Prove di forza consistenti per il fuoriclasse sloveno, a circa tre settimane dall’inizio della Grand Boucle. Il danese Jonas Vingegaard, già vincitore di due Tour e primo rivale di Pogacar, è in crescita sul piano della condizione. Molti si interrogano sul ruolo che potrà avere la Visma al Tour: Simon Yates, Mateo Jorgenson e Sepp Kuss saranno gli scudieri di Vingegaard nelle alte montagne, anche se pensare di poter mettere in difficoltà Pogacar, allo stato attuale, sembra essere un’utopia.

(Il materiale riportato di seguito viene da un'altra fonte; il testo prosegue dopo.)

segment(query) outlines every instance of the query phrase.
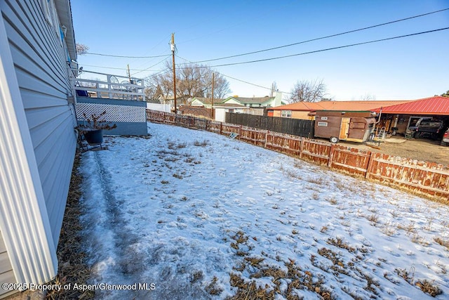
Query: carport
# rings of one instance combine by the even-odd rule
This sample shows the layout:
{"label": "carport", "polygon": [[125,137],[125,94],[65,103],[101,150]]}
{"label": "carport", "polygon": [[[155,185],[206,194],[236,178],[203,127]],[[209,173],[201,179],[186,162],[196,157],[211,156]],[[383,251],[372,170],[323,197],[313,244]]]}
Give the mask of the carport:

Molti punti interrogativi ruotano invece attorno a Remco Evenepoel, che si è ampiamente staccato rispetto ai primi due. A cronometro il belga è superiore alla concorrenza, ma quando arrivano le salite vere sta dimostrando di poter pagare un prezzo davvero consistente. E nella dinamica delle tre settimane, questo è sicuramente un tallone d’achille troppo penalizzante.